When the ship — carrying 4,234 passengers and crew — began listing, the signal to abandon ship was sounded. By Saturday morning, the ship could be seen lying on its side in the water.
"Passengers were eating dinner. It was around 9:35," CBC's Megan Williams said, reporting from Rome. "The ship groaned and the lights went out."
"They were told at the time that there was a short-circuit, that they had in fact not crashed. Other information has shown that in fact they did crash. They probably hit the rocks off the island of Giglio, which is about a mile off the coast of Tuscany. The ship should have been about six miles off the coast, so something clearly went wrong."

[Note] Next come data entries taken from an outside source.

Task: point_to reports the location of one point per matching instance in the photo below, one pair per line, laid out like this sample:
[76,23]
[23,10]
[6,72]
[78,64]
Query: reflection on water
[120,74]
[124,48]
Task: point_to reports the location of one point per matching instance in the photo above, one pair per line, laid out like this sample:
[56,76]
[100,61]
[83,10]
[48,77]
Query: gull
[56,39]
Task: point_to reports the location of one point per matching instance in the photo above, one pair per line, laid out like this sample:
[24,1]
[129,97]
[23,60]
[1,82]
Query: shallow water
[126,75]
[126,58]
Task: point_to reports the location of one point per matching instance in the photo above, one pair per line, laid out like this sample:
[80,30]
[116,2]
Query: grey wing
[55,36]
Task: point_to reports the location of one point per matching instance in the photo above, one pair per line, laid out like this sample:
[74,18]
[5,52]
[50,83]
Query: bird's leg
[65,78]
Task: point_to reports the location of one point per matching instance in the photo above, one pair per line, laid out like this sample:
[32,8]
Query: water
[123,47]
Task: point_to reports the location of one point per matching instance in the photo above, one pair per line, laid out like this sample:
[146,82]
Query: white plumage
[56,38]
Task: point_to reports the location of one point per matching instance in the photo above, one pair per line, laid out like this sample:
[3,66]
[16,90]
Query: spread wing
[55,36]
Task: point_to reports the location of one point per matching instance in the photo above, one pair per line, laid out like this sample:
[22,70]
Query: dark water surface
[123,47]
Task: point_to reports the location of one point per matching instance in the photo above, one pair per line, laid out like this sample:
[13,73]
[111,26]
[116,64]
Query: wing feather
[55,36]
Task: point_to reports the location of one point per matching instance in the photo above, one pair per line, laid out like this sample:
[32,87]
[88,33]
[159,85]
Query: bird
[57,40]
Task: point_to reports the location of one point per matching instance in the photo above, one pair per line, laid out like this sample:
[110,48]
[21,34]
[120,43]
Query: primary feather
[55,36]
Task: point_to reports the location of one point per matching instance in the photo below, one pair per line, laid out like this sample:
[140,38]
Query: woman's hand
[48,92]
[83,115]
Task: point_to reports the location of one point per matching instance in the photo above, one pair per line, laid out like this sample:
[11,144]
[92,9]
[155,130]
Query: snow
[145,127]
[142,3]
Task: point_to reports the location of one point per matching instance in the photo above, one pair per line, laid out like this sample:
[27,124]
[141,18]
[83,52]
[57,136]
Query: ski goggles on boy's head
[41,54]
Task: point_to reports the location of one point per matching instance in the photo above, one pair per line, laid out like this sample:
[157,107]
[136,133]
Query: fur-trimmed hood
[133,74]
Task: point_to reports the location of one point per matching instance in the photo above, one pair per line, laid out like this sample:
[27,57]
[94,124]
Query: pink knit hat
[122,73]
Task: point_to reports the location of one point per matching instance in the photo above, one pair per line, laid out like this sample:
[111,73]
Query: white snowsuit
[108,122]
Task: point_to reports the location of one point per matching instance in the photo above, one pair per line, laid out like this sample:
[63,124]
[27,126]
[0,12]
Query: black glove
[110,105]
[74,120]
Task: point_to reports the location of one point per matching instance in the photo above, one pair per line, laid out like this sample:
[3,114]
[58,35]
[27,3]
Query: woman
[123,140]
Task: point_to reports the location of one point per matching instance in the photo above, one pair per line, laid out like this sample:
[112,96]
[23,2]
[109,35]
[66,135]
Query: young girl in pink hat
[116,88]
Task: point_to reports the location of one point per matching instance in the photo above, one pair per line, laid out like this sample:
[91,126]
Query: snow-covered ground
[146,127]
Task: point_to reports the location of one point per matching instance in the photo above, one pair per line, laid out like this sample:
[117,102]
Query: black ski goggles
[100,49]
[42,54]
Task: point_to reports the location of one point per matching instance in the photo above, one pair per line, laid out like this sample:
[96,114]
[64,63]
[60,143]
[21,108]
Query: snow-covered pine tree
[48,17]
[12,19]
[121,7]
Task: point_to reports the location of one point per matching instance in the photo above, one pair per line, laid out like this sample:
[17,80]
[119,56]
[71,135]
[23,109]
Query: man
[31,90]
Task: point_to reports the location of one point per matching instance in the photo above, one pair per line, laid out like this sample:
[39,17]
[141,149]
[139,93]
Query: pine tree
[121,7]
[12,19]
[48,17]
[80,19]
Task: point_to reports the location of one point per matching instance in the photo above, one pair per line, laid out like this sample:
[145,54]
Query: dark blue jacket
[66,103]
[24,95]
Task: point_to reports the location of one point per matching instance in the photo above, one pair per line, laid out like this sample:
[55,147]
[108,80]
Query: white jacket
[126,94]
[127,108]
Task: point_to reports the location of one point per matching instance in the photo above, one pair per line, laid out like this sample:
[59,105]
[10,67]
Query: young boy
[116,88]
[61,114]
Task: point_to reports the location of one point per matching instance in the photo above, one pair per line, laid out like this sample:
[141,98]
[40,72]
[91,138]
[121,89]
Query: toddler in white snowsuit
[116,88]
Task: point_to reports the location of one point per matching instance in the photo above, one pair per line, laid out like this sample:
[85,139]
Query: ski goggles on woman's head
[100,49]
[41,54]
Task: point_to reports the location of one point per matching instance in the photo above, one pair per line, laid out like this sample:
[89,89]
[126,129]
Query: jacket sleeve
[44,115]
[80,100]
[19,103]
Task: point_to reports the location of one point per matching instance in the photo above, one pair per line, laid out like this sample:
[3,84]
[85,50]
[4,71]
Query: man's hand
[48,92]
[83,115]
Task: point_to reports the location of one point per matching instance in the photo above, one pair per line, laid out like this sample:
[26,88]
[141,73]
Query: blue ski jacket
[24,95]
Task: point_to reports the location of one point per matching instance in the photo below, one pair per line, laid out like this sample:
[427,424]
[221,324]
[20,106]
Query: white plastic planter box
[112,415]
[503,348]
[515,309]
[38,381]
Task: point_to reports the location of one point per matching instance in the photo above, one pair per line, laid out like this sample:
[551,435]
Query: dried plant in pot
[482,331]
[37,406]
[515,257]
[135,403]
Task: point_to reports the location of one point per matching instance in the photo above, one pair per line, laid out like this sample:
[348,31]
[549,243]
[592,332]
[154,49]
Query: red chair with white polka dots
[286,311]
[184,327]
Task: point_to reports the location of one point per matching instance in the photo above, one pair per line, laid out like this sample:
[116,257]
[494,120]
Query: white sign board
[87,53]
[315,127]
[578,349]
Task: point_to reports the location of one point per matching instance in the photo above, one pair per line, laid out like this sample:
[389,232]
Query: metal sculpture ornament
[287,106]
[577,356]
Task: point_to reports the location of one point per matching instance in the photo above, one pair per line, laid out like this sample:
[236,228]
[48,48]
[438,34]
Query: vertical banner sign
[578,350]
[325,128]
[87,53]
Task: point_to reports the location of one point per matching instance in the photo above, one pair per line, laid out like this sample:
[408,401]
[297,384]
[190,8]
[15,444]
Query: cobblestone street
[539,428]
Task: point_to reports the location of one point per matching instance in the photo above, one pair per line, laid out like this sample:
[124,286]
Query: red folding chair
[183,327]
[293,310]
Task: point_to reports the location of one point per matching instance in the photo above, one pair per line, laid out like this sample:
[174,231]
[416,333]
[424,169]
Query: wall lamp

A lot of the lifeboats were apparently filled with water by the time passengers got to them, according to media reports.
Passengers complained the crew failed to give instructions on how to evacuate and once the emergency became clear, delayed lowering the lifeboats until the ship was listing too heavily for many of them to be released.
Crew member Fabio Costa described a chaotic scene near one of the lifeboats.
"Everything happened really, really fast. We saw the water coming in and the emergency signal, and everybody went to the place to try to get on the boat, but people started to panic. So they were pushing each other," he said.
"The crew was trying to help the passengers. A lot of people were falling down the stairs and they were hurt because things fell on them. When they had to get on the lifeboat, everyone was pushing each other, so it was pretty chaotic."
Helicopters plucked to safety about 50 people who were trapped on the ship after it listed so badly they couldn't launch lifeboats, Coast Guard Cmdr. Francesco Paolillo told The Associated Press in Rome by telephone from his command in the Tuscan port city of Livorno.